Parenting Vivian | 23 Sep 2010 04:52 pm

Advice For Parents On The Problems Of Coping with Teenage Children Dating

Just about all parents have some fears about the day when their teenage children will begin dating and for a lot of parents it also signals the point at which their children are making the break from childhood into adulthood. In many cases, it is also viewed as the point when your children take their first steps to strike out on their own and this is normally taken as a sign that they no longer need you. Nothing could be further from the truth. Dating is merely another stage on the long path of normal teenage development and they undoubtedly do still need you – and will need you for a long time to come. Nevertheless, this is sometimes a difficult time in a teenager’s life and there is a great deal that you can do to make life simpler for both you and your children.

As is the case with most other things, success in dating begins with education and it is vital to sit down with your teenagers before they begin dating to talk about what makes a good relationship. It is all too easy to take it for granted that your teenagers already know the ins and outs of dating but they almost certainly will not. If you think about it, much of their information on the subject will probably have been gleaned from television where most of the relationships are not intended to reflect the real world but merely to entertain the viewers. Your teenagers have to be taught just what it means to be in a loving and supportive relationship and the best way to learn just what that means is to talk with you about your own personal experience. This said, it is also true that your teenagers will learn not merely from what they hear, but also from what they see with their own two eyes and so setting a good example in the way that you conduct your own relationship is vital.

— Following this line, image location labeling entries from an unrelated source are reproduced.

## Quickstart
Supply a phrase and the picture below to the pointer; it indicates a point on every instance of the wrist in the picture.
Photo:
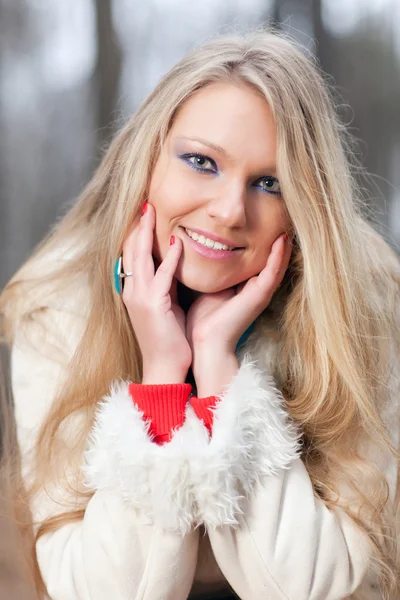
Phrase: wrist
(213, 372)
(163, 376)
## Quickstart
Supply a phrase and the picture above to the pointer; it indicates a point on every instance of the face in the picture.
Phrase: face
(216, 178)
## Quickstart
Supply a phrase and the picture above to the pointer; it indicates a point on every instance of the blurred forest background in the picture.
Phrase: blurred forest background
(73, 71)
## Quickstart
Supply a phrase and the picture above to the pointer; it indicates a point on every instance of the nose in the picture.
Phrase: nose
(228, 207)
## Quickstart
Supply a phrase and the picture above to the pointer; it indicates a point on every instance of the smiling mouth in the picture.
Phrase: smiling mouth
(208, 242)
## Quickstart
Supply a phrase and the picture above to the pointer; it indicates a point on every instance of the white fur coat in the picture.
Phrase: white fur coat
(197, 513)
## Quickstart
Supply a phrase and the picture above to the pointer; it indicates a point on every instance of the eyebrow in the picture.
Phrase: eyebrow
(217, 148)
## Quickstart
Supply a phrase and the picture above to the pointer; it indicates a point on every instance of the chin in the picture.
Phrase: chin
(203, 281)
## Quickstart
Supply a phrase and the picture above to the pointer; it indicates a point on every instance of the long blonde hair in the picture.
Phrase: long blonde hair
(338, 325)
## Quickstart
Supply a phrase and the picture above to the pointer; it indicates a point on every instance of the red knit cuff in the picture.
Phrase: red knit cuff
(162, 405)
(202, 406)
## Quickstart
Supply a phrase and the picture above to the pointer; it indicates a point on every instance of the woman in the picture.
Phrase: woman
(218, 409)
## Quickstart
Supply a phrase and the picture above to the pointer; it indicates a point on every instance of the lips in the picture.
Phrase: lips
(215, 238)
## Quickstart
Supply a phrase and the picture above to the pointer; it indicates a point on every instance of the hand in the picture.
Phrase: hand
(215, 322)
(151, 301)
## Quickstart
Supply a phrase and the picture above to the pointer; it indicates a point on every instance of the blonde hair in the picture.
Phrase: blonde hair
(338, 326)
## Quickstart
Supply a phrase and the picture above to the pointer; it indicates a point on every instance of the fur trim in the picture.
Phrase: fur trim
(252, 439)
(122, 459)
(193, 480)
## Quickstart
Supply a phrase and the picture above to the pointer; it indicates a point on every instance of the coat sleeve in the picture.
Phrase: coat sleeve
(278, 540)
(137, 538)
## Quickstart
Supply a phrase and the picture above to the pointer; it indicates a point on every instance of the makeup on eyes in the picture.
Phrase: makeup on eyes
(198, 161)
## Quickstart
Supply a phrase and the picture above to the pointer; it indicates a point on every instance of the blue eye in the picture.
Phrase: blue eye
(200, 162)
(269, 184)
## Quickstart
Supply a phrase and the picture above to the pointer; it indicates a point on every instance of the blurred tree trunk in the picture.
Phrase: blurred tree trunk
(108, 70)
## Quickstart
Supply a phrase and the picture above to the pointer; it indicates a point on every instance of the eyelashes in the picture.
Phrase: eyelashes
(197, 161)
(205, 164)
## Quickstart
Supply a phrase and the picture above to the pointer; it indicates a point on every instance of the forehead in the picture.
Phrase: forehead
(229, 114)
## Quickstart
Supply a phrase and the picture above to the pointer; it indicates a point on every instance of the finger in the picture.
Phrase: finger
(271, 276)
(163, 278)
(137, 252)
(256, 293)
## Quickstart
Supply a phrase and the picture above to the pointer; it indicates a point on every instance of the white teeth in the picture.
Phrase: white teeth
(206, 241)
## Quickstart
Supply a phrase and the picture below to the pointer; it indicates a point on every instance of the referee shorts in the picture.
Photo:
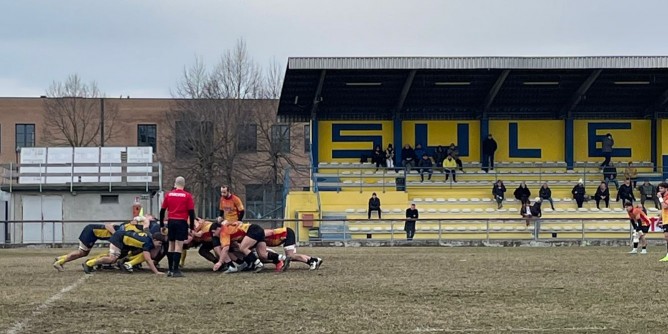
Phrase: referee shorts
(177, 230)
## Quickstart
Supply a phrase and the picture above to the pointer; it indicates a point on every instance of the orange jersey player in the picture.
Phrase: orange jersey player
(286, 236)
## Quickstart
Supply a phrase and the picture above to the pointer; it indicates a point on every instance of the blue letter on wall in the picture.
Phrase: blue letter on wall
(337, 137)
(462, 143)
(593, 137)
(514, 151)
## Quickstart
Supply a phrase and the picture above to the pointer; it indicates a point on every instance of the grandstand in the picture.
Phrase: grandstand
(548, 116)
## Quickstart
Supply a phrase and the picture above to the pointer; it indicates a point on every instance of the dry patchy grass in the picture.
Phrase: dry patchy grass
(357, 290)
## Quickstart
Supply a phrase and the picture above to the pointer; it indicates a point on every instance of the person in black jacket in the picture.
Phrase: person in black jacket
(488, 148)
(625, 193)
(374, 205)
(412, 216)
(602, 194)
(545, 194)
(579, 193)
(499, 193)
(522, 193)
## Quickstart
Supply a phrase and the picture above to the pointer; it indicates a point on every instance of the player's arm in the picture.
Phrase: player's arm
(149, 260)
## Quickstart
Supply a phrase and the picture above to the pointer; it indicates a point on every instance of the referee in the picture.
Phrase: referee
(181, 206)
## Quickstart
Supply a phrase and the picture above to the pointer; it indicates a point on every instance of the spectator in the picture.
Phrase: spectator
(648, 192)
(425, 166)
(450, 167)
(488, 148)
(389, 156)
(602, 194)
(579, 193)
(499, 193)
(610, 175)
(625, 193)
(412, 216)
(454, 152)
(631, 173)
(608, 142)
(378, 157)
(374, 205)
(545, 194)
(522, 193)
(408, 158)
(439, 156)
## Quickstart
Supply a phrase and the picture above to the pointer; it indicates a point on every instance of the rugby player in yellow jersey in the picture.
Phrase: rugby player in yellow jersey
(127, 241)
(663, 199)
(286, 236)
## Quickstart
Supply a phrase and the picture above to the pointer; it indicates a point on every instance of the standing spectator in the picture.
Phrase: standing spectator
(389, 156)
(374, 205)
(454, 152)
(522, 193)
(545, 194)
(411, 217)
(608, 142)
(499, 193)
(425, 166)
(648, 192)
(488, 148)
(180, 205)
(579, 193)
(602, 194)
(408, 158)
(625, 193)
(450, 167)
(439, 156)
(631, 173)
(610, 175)
(378, 157)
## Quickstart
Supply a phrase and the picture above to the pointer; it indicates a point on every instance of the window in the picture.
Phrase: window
(307, 138)
(146, 135)
(25, 135)
(280, 138)
(193, 137)
(108, 199)
(247, 138)
(261, 204)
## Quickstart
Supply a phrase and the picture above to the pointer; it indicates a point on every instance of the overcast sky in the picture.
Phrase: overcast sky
(139, 47)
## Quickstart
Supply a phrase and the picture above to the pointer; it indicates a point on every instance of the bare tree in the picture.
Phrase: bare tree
(75, 115)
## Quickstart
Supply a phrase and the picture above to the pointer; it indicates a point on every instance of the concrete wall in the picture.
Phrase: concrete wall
(82, 206)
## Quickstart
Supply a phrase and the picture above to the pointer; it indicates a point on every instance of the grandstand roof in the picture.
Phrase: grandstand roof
(474, 87)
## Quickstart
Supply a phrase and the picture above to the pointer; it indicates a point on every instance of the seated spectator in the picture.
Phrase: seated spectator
(522, 193)
(625, 193)
(374, 205)
(602, 194)
(439, 156)
(648, 191)
(450, 167)
(631, 173)
(389, 156)
(579, 193)
(499, 193)
(610, 175)
(454, 152)
(378, 157)
(545, 194)
(425, 166)
(408, 158)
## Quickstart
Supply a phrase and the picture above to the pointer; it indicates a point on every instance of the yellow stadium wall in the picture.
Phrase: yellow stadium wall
(431, 134)
(528, 140)
(348, 141)
(632, 139)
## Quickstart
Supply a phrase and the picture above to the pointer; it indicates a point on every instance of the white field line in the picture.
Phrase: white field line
(23, 323)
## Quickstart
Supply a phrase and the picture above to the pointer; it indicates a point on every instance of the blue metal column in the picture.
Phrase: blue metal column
(568, 144)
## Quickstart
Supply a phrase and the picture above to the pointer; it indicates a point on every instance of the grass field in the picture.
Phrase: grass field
(357, 290)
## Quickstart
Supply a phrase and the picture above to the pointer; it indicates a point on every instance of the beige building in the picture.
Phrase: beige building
(147, 122)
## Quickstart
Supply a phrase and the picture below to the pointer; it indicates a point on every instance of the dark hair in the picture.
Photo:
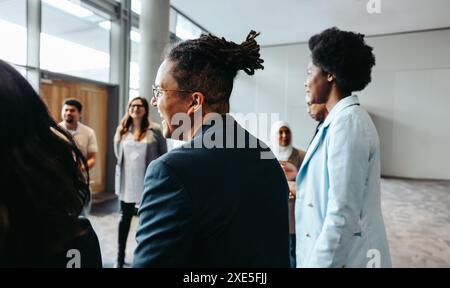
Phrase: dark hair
(345, 55)
(43, 189)
(74, 102)
(209, 64)
(126, 122)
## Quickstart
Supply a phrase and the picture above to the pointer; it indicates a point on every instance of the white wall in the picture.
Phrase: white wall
(408, 99)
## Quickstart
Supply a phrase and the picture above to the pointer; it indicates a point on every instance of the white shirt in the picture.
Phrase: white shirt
(134, 153)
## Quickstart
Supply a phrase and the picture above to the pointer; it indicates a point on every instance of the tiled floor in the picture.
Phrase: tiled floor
(416, 214)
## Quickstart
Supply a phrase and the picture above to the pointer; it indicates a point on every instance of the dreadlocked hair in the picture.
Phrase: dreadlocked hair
(209, 65)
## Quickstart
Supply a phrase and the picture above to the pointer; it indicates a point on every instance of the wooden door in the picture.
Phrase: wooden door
(94, 99)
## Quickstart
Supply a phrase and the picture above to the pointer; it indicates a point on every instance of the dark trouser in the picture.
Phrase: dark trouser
(292, 250)
(125, 216)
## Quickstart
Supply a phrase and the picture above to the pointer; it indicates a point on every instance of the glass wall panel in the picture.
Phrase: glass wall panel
(13, 31)
(74, 40)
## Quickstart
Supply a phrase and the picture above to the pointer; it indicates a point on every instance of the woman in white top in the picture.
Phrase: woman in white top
(137, 142)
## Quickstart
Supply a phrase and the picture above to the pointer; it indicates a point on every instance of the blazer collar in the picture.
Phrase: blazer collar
(341, 105)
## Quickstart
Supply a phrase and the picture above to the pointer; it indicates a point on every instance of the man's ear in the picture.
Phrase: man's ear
(197, 100)
(330, 77)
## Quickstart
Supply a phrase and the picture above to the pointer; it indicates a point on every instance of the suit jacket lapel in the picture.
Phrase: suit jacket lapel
(313, 147)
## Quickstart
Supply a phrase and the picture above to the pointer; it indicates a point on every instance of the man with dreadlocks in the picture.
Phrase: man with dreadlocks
(210, 205)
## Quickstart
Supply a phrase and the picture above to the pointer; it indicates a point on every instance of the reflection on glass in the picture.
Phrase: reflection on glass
(136, 6)
(13, 31)
(74, 41)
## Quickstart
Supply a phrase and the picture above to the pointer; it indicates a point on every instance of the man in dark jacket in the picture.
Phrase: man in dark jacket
(220, 200)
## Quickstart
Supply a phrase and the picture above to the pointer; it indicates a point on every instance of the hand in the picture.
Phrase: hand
(289, 170)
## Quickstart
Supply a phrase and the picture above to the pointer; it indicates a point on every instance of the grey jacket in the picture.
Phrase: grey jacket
(156, 146)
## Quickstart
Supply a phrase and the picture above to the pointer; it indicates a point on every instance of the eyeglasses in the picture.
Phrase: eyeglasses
(158, 91)
(136, 106)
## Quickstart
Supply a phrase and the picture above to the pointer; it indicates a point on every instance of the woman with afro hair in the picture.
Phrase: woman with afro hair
(338, 212)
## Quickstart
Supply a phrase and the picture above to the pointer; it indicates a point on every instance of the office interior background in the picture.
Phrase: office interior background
(105, 52)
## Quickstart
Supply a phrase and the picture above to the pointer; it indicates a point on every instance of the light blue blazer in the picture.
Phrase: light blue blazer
(337, 211)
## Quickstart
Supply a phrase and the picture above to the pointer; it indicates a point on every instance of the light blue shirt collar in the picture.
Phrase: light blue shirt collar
(343, 103)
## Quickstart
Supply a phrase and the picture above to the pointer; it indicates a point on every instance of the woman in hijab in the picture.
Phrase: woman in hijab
(290, 160)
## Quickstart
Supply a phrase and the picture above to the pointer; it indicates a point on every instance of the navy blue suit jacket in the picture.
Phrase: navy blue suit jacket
(219, 207)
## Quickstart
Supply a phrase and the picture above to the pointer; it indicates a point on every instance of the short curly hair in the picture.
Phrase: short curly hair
(209, 64)
(345, 55)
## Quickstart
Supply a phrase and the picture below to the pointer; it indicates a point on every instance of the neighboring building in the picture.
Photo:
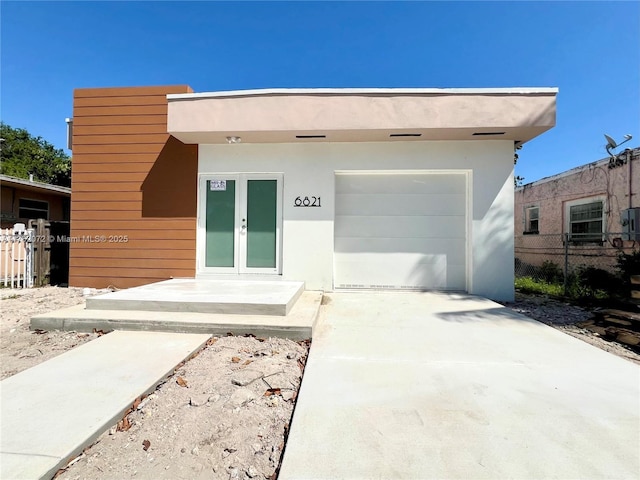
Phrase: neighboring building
(596, 207)
(340, 188)
(24, 200)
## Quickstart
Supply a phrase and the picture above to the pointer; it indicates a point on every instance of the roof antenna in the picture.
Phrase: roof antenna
(611, 143)
(615, 160)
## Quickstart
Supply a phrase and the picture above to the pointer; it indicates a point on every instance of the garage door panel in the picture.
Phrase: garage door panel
(399, 227)
(401, 231)
(404, 183)
(447, 246)
(388, 273)
(408, 204)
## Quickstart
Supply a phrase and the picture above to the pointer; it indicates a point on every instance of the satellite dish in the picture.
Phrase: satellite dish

Once your teenagers begin dating you should enter into what will be an ongoing discussion about relationships. Your teenager’s dates will not always turn out as they or your expect and they are going to need somebody to turn to when they run into difficulties. Therefore, it is crucial that you keep the lines of communication open and also that you continue to discuss how they ought to be treating other people in a relationship as well as how they should expect to be treated themselves.

Meeting your son’s or daughter’s date for the very first time can often be an anxious moment, but it is important to make this initial meeting as comfortable as you can and to be both respectful towards and kind to your teenager’s date. And don’t make the classic mistake of giving the pair a lecture on this first meeting during which you lay down the rules for seeing each other. Any rules which you decide to impose are for your teenager and not for his or her date and should be discussed with your child alone and in private. In addition, while it is possible that you will not be impressed with your teenager’s choice of date, you ought not to let your teenager or his date pick up on this and should make a conscious effort to be supportive. Having taught your children how to conduct themselves in a relationship you need to trust them to make their own decisions and should not interfere unless you believe that the relationship is placing your teenager in danger.

It can be difficult to witness your kids growing up and getting close to new people. But, provided you take the right steps and teach them what they ought to expect from and how they should conduct themselves in a relationship, then there is every probability that things will go well and that difficulties will be few and far between for both you and your teenagers.